PESHAWAR: A drone strike hit a house just inside Afghanistan’s border, targeting a senior member of the Tehreek-i-Taliban Pakistan (TTP) but the missile apparently failed to explode, reports citing sources inside the militant group said.

One of the Taliban officials said the drone fired a missile late Thursday at a hujra, or guesthouse, on the compound of Maulvi Faqir Mohammad, a former deputy chief of the Afghanistan-based movement.

“It was around 3:30 [pm] when a drone suddenly appeared in the sky. We got worried and advised Maulvi Faqir to go to a safe place but he refused and argued it was not possible to hide in the day time,” said the official, who spoke on condition of anonymity.

Around half an hour later, when Mohammad left his own house to visit the guesthouse, the missile struck.

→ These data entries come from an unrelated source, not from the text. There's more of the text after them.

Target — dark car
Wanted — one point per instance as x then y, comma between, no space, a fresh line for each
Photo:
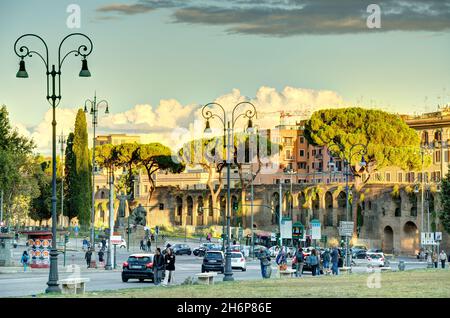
214,261
138,266
180,249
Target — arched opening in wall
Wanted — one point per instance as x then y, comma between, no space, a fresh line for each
410,242
342,201
398,206
179,210
413,200
302,208
190,203
388,240
200,211
275,202
235,219
328,217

“He was about 3 metres away from the hujra room when the drone fired a missile and hit the same room. Luckily the missile didn’t explode and he and other people around him remained safe,” he said.

Two TTP sources currently in Afghanistan told AFP that Mohammad was the target of the drone strike on a compound in Chawgam village, in the eastern province of Kunar bordering Pakistan.

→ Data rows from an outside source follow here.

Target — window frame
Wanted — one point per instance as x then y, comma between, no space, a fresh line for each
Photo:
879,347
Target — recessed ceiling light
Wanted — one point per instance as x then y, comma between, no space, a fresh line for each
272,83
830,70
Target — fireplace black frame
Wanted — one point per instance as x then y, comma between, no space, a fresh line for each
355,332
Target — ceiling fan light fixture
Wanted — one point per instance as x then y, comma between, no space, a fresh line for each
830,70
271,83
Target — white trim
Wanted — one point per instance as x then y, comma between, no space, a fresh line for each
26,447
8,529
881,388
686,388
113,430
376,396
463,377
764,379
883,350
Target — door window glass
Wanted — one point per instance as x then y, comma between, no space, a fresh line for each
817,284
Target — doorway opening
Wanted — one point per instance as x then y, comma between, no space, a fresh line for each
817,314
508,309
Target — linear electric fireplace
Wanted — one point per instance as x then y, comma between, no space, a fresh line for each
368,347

“Maulvi Faqir Mohammad was not present at the time […] two fighters of the TTP were wounded,” one source claimed.

The compound was being used as a base by TTP fighters from Pakistan crossing the porous border with Afghanistan, he said.

Mohammad is a former deputy leader of the TTP who spent eight years in Afghanistan’s Bagram prison before being released by the Afghan Taliban following their shock overthrow of the Western-backed government in Kabul on August 15.

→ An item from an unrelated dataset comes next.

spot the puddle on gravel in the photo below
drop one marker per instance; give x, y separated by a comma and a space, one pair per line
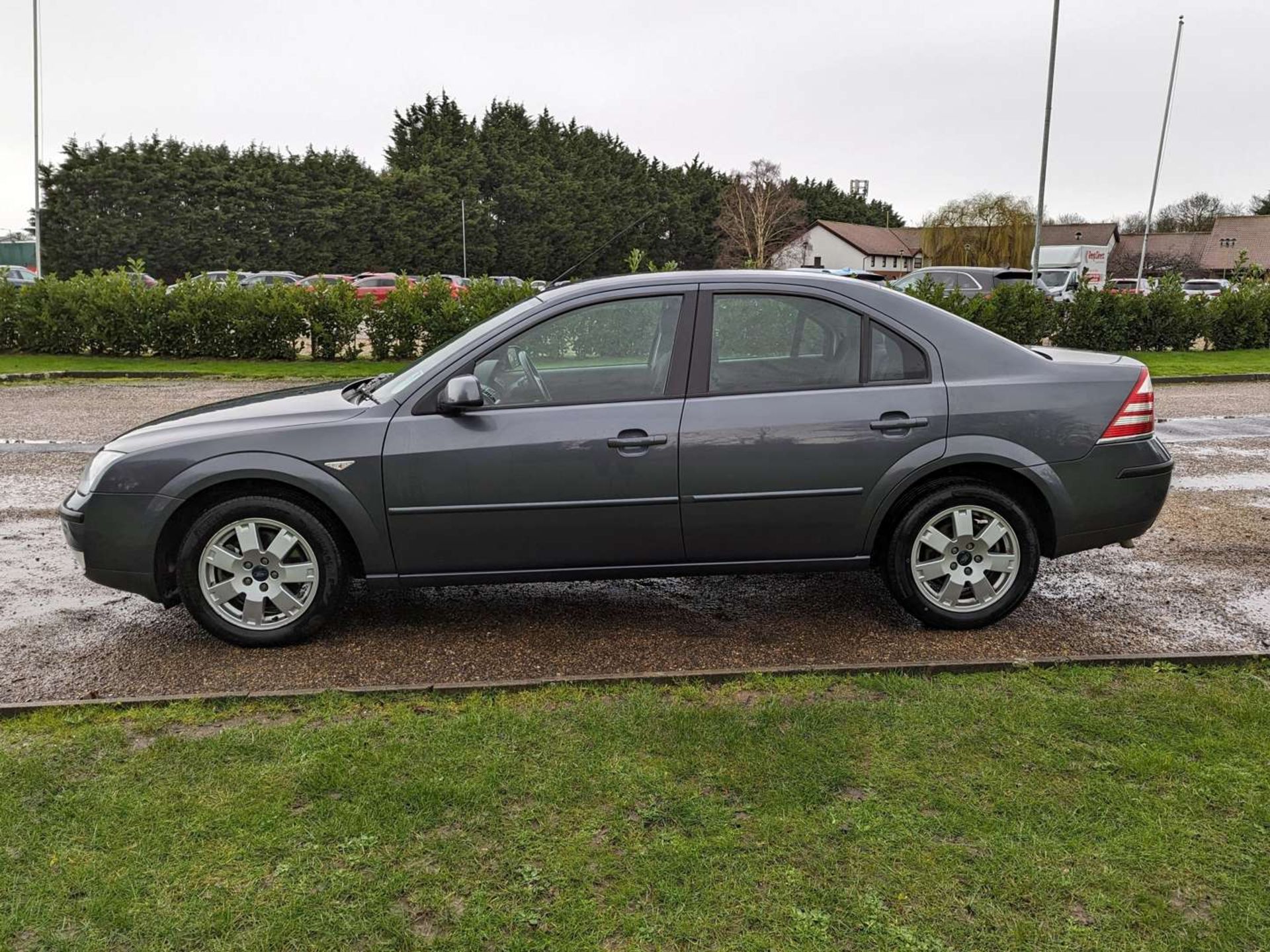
1255, 608
1228, 481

The attempt to kill him in a drone strike came after talks to agree a permanent ceasefire between the TTP and the Pakistani government broke down last week after the militant movement refused to extend a month-long truce.

Formed in 2007 as an umbrella body of several militant groups, the TTP is a separate movement from the Afghan Taliban but its fighters and senior leaders have long been known to shelter in the lawless eastern border regions of Afghanistan.

Thursday marked the seventh anniversary of the TTP massacre of nearly 150 schoolchildren in Army Public School (APS) of Peshawar, an atrocity that remains seared on the national consciousness.

The attack succeeded Operation Zarb-i-Azb, a 2014 crackdown by the military which crushed the movement and forced its hardline fighters into hiding in Afghanistan.